Nel corso della serata il pubblico ha quindi potuto apprezzare, in questa veste particolare, brani iconici di grande intensità come, fra gli altri,  O que serà di Chico Buarque e Insensatez  di Jobim, oltre a classici dei grandi cantautori italiani come Parigi di Paolo Conte e Vedrai vedrai di Luigi Tenco, alcuni brani strumentali originali di Paolo Jannacci ed anche la sua Voglio parlarti adesso, canzone portata a Sanremo nel 2020. Il brano, una ballata dolce e struggente scritta per la figlia, in questa occasione è stato invece dedicato (ed introdotto da affettuosi aneddoti personali) al padre. Durante la serata, una grande parte di bellezza è stata rappresentata dalle riletture intense di quelle che sono ormai pietre miliari della musica italiana scritte dal celebre papà Enzo: una delicatissima Vincenzina e la fabbrica, la teatrale Faceva il palo (nella banda dell’ortica), insieme alla travolgente Vengo anch’io no tu no in dialogo con il pubblico e la divertente L’Armando (con simpaticissima spiegazione iniziale), sono state il cuore di uno spettacolo che scava a fondo nelle emozioni. Ancora momenti intensi poi con El purtava i scarp del tennis, vero gioiello della canzone milanese nato dalla grande capacità di “leggere” l’essere umano (come ha ricordato Paolo) che il geniale artista aveva, nonché, al momento del bis, con una struggente e bellissima Sfiorisci bel fiore, brano del 1965 considerato uno dei più poetici ed intensi del repertorio di Enzo Jannacci.
Il concerto è stato quindi una sorta di abbraccio sonoro che ha avvolto tutti i presenti trasformando ogni brano in un racconto molto toccante, scaturito da una profonda ricerca artistica, melodica e interpretativa. La palpabile sintonia musicale e umana dei due musicisti sul palco, maturata nel tempo attraverso collaborazioni jazzistiche e progetti condivisi, ha fatto sì che la serata sia stata davvero perfetta, in cui non sono mancati momenti ironici e qualche brivido di commozione. Uno spettacolo che, possiamo dire, si ascolta con le orecchie ma si vive con il cuore, un tributo autentico alla bellezza, alla memoria e alla capacità della musica di raccontare ciò che le sole parole spesso non riescono a dire, un’esperienza affascinante che ha lasciato il pubblico sospeso tra nostalgia e meraviglia.
A vera chiusura del festival, giunto alla sua quinta edizione sotto la Direzione artistica di Valerio Galla, dopo esserci spostati nel piazzale dell’Autostazione, abbiamo potuto assistere al concerto “Round Midnight” dei 3B, trio composto da Stevie Biondi con la sua splendida voce densa di sfumature soul, Michele Bonivento all’organo Hammond e alle tastiere, e Carmine Bloisi alla batteria, che hanno regalato un live appassionante di ottimo livello tra groove, soul, jazz e contaminazioni elettroniche di oltre un’ora, ad ingresso libero, ad un pubblico ancora attento e partecipe fin quasi all’una di notte.
Si ringrazia in modo particolare Daniele Cecchini ufficio stampa per la preziosa disponibilità e la cortesia.
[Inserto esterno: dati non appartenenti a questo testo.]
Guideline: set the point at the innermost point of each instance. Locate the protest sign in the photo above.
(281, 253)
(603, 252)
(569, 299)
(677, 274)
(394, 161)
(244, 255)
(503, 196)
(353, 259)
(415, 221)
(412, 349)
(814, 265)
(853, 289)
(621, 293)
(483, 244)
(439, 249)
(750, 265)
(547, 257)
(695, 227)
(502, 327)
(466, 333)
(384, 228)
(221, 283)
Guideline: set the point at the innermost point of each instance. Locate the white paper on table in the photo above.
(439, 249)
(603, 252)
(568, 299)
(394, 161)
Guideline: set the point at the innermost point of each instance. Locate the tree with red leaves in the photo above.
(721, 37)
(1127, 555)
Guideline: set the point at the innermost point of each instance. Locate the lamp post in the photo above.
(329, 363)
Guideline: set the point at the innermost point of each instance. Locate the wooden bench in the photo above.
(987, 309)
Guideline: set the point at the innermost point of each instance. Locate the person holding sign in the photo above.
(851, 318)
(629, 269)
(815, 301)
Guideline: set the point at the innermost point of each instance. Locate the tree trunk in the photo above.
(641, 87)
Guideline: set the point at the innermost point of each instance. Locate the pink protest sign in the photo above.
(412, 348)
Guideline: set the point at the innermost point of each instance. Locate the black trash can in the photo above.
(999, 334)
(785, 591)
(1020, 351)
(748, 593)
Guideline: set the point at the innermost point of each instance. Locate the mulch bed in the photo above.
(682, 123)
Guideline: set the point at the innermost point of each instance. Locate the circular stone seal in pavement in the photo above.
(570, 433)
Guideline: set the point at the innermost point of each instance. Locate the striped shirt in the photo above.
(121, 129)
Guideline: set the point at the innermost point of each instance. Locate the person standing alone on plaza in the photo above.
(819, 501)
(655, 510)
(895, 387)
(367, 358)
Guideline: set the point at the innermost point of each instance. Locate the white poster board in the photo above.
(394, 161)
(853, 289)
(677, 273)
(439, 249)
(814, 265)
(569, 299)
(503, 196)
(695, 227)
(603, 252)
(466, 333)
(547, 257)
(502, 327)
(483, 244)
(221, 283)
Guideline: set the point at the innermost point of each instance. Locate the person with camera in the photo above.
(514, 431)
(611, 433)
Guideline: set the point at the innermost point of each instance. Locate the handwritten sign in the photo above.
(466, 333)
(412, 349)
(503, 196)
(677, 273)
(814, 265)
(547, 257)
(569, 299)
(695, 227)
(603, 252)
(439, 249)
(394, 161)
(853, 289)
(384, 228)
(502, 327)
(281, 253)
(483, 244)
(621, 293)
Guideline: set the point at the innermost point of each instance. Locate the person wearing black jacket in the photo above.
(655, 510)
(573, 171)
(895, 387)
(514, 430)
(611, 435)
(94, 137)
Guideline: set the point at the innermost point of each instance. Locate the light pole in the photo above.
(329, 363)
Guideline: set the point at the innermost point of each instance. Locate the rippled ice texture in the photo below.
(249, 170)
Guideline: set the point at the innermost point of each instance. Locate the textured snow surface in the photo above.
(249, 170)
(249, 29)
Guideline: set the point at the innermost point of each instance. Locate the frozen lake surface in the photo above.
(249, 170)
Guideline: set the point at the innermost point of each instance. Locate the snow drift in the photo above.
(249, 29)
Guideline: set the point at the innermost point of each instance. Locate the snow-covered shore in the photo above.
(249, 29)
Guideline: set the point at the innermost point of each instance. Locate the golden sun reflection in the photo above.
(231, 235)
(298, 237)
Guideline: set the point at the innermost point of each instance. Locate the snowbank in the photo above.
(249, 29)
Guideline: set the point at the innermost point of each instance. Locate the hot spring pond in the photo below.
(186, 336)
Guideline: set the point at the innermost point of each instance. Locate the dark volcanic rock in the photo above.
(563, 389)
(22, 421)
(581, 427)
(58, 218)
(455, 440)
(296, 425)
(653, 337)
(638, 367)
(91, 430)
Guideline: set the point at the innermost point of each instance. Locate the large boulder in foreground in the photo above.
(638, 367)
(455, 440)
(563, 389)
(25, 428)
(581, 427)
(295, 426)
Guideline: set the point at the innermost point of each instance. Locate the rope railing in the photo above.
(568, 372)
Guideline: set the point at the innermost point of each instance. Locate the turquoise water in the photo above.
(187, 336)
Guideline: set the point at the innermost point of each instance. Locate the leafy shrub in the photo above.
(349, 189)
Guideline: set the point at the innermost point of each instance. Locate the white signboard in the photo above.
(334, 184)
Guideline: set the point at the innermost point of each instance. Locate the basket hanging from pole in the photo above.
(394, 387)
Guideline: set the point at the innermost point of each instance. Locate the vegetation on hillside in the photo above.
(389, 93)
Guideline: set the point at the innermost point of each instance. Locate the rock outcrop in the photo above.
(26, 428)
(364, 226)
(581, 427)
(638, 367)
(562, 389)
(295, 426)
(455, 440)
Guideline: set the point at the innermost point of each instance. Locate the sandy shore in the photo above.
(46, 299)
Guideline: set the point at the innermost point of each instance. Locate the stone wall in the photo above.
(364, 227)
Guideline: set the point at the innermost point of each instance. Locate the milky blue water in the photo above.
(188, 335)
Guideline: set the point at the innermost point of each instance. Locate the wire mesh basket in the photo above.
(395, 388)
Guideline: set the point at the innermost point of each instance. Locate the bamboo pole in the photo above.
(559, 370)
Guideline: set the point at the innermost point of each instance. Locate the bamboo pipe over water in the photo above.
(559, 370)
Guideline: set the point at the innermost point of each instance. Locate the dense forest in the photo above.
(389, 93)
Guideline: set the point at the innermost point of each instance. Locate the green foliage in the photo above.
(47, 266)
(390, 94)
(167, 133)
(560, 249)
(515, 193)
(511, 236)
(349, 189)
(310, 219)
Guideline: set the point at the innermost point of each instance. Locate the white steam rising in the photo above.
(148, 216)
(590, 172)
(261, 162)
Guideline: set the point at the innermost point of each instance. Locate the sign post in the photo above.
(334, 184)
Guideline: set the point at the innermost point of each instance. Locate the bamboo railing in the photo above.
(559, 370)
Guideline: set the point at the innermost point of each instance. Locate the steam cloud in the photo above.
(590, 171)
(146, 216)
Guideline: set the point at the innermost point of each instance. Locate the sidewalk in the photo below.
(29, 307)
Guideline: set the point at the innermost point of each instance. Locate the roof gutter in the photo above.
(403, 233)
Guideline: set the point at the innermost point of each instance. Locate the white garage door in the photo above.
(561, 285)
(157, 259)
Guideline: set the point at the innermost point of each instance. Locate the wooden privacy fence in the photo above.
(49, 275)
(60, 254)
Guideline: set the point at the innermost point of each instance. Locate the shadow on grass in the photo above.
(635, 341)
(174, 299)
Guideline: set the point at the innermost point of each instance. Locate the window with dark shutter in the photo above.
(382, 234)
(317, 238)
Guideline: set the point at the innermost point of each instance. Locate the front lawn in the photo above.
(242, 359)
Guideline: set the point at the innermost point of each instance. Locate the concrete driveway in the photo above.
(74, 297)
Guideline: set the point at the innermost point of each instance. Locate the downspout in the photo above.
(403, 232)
Cittadella Jazz festival 2025
29-30-31 agosto 2025

Paolo Jannacci è attualmente in tour anche con la band, con il live:

“Paolo Jannacci & Band 2025 – In concerto con Enzo” al quale partecipa anche Daniele Moretto alla tromba.

https://www.facebook.com/cittadellajazzfestival

https://www.facebook.com/groups/117333008300592

https://www.facebook.com/enzojannaccifan

https://www.facebook.com/daniele.moretto.3

About the author

Valeria Bissacco

Sono nata sotto il segno dei Pesci, sono diplomata in Pittura all’Accademia di Belle Arti di Venezia, vivo in Veneto e mi occupo di fotografia per passione praticamente da sempre. Amo la musica italiana e da quando avevo 12 anni seguo i concerti dei miei artisti preferiti e li fotografo, unendo così le mie due più grandi passioni. Pratico Arti Marziali (la mia terza passione), insegno Karate ai bambini e alle persone con disabilità, mettendomi in gioco ogni giorno sul tatami come nella vita. Il mio bisogno di nutrirmi di bellezza mi porta spesso in giro per l’Italia e l’Europa a visitare musei, assistere a concerti, eventi, esposizioni d’arte o semplicemente (da vera pesciolina) su una spiaggia solitaria in Grecia ad ammirare e respirare il mare.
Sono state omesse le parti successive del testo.